Racial composition as of the 2020 census
| Race | Number | Percent |
|---|---|---|
| White | 26 | 86.7% |
| Black or African American | 0 | 0.0% |
| American Indian and Alaska Native | 0 | 0.0% |
| Asian | 0 | 0.0% |
| Native Hawaiian and Other Pacific Islander | 0 | 0.0% |
| Some other race | 0 | 0.0% |
| Two or more races | 4 | 13.3% |
| Hispanic or Latino (of any race) | 4 | 13.3% |

===2000 census===
As of the census of 2000, there were 46 people, 20 households, and 16 families residing in the town. The population density was 455.1 PD/sqmi. There were 30 housing units at an average density of 296.8 /sqmi. The racial makeup of the town was 97.83% White and 2.17% Native American. Hispanic or Latino of any race were 2.17% of the population.

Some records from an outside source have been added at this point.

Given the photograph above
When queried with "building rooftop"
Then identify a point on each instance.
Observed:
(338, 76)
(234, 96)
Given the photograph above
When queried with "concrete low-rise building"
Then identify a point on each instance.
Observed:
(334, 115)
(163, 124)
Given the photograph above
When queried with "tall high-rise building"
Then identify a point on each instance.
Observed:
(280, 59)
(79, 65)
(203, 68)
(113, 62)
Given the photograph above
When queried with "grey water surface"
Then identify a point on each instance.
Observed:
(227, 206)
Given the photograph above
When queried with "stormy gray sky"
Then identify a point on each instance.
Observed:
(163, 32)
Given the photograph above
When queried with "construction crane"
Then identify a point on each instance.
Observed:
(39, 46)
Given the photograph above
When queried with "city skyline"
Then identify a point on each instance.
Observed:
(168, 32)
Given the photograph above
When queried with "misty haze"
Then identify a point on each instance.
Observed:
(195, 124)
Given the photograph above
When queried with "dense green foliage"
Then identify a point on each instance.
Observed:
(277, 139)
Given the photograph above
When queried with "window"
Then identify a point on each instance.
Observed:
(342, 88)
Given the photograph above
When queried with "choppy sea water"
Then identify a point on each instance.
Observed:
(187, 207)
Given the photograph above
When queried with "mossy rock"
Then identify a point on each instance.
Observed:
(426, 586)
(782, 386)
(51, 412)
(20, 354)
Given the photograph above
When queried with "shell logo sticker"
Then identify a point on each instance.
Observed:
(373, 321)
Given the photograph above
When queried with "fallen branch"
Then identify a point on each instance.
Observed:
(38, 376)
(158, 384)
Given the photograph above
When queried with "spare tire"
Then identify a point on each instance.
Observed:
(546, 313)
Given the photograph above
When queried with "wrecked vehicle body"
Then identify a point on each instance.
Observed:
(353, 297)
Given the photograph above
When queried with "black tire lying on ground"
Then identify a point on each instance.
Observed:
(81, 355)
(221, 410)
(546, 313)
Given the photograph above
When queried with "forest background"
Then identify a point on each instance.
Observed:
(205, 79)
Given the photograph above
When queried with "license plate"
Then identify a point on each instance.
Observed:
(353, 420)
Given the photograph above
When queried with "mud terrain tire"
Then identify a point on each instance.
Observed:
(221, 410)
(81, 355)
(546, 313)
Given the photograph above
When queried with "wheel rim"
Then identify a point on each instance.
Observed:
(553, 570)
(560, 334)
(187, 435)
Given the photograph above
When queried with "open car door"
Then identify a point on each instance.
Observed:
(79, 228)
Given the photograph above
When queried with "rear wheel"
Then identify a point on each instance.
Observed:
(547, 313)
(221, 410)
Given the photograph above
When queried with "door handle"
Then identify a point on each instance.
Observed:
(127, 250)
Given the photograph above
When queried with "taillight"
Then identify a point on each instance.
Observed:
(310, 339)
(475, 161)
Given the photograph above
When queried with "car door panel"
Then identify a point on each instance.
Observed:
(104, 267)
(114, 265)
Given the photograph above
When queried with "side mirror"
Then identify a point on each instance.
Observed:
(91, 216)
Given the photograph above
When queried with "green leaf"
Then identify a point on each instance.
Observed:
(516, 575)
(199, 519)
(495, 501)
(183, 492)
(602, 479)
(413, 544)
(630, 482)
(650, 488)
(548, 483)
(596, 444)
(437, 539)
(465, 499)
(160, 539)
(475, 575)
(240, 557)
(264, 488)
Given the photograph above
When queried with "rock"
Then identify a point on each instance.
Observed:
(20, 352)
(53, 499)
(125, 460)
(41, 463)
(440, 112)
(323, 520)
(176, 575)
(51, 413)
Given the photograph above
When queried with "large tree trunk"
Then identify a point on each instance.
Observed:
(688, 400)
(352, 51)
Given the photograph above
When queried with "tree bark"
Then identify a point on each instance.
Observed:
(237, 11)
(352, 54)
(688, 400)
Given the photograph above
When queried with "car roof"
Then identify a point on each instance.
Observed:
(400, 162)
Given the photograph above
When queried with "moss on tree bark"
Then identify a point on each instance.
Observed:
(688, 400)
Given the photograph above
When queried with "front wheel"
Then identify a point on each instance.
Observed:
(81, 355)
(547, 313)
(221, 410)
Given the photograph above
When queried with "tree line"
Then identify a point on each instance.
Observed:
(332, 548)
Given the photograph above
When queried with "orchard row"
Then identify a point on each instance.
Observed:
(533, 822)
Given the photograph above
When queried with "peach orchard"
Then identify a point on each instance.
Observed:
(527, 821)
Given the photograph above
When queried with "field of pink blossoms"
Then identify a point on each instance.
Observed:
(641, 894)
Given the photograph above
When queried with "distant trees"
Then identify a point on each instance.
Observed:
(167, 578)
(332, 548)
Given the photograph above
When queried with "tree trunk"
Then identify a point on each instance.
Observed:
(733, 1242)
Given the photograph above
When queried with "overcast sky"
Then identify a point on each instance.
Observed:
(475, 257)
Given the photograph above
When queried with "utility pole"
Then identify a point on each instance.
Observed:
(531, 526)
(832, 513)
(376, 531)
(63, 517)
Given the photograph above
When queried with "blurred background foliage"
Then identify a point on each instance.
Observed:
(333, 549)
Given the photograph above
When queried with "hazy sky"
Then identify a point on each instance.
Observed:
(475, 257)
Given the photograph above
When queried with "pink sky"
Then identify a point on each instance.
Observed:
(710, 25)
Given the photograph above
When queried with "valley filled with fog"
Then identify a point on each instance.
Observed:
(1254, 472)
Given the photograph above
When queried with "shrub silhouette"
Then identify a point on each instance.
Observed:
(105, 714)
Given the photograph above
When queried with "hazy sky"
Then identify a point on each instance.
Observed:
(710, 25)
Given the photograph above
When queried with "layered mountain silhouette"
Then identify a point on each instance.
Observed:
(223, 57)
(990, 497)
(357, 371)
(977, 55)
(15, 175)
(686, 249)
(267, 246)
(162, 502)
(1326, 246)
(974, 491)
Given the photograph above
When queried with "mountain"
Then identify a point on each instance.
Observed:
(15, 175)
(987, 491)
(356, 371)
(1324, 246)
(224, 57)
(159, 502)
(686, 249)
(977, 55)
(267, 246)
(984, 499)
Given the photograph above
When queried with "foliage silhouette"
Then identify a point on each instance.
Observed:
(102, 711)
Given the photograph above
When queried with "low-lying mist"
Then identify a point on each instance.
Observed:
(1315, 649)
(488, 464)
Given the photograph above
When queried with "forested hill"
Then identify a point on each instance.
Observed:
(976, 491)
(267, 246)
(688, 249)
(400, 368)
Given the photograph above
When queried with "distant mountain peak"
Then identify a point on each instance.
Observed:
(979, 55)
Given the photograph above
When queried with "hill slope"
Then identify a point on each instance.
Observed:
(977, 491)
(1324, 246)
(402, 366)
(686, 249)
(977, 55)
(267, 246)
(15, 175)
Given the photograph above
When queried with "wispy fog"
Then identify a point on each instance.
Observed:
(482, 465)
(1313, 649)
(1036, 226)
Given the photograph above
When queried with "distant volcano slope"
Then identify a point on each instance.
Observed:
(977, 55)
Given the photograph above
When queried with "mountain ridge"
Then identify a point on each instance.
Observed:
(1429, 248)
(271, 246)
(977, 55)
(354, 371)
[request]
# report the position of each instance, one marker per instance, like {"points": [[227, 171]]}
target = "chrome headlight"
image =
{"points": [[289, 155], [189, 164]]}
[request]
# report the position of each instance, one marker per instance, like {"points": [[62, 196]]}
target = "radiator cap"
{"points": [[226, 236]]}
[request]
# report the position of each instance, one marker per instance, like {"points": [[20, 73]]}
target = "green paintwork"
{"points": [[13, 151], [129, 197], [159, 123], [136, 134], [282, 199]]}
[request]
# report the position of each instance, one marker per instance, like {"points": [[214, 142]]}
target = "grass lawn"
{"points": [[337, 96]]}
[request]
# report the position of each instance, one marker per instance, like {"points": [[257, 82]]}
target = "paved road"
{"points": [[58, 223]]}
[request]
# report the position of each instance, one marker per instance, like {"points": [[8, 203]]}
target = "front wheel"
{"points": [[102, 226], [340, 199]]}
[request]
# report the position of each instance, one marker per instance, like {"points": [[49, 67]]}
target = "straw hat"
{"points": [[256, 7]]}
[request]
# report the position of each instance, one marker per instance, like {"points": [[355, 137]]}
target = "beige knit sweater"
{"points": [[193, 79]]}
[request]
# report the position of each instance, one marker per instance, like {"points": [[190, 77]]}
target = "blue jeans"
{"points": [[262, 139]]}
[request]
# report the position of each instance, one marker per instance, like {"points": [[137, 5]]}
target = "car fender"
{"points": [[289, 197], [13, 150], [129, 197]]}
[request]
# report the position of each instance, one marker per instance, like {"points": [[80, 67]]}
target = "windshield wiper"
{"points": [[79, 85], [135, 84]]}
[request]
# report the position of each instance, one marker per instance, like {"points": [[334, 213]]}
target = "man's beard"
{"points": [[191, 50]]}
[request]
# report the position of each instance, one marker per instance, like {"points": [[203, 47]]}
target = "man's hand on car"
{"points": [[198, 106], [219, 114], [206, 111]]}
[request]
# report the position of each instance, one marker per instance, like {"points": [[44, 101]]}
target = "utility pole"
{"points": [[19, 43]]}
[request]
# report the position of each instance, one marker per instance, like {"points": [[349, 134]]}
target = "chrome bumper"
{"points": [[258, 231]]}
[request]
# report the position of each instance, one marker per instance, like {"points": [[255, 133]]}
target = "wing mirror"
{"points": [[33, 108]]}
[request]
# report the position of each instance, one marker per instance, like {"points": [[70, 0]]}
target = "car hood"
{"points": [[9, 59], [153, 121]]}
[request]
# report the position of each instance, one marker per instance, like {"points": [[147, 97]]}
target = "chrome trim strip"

There were 20 households, out of which 35.0% had children under the age of 18 living with them, 70.0% were married couples living together, 10.0% had a female householder with no husband present, and 20.0% were non-families. 20.0% of all households were made up of individuals, and 10.0% had someone living alone who was 65 years of age or older. The average household size was 2.30 and the average family size was 2.56.

In the town, the population was spread out, with 21.7% under the age of 18, 28.3% from 25 to 44, 34.8% from 45 to 64, and 15.2% who were 65 years of age or older. The median age was 44 years. For every 100 females, there were 130.0 males. For every 100 females age 18 and over, there were 125.0 males.

The median income for a household in the town was $40,417, and the median income for a family was $42,083. Males had a median income of $16,875 versus $15,625 for females. The per capita income for the town was $17,928. There were no families and 3.4% of the population living below the poverty line, including no under eighteens and none of those over 64.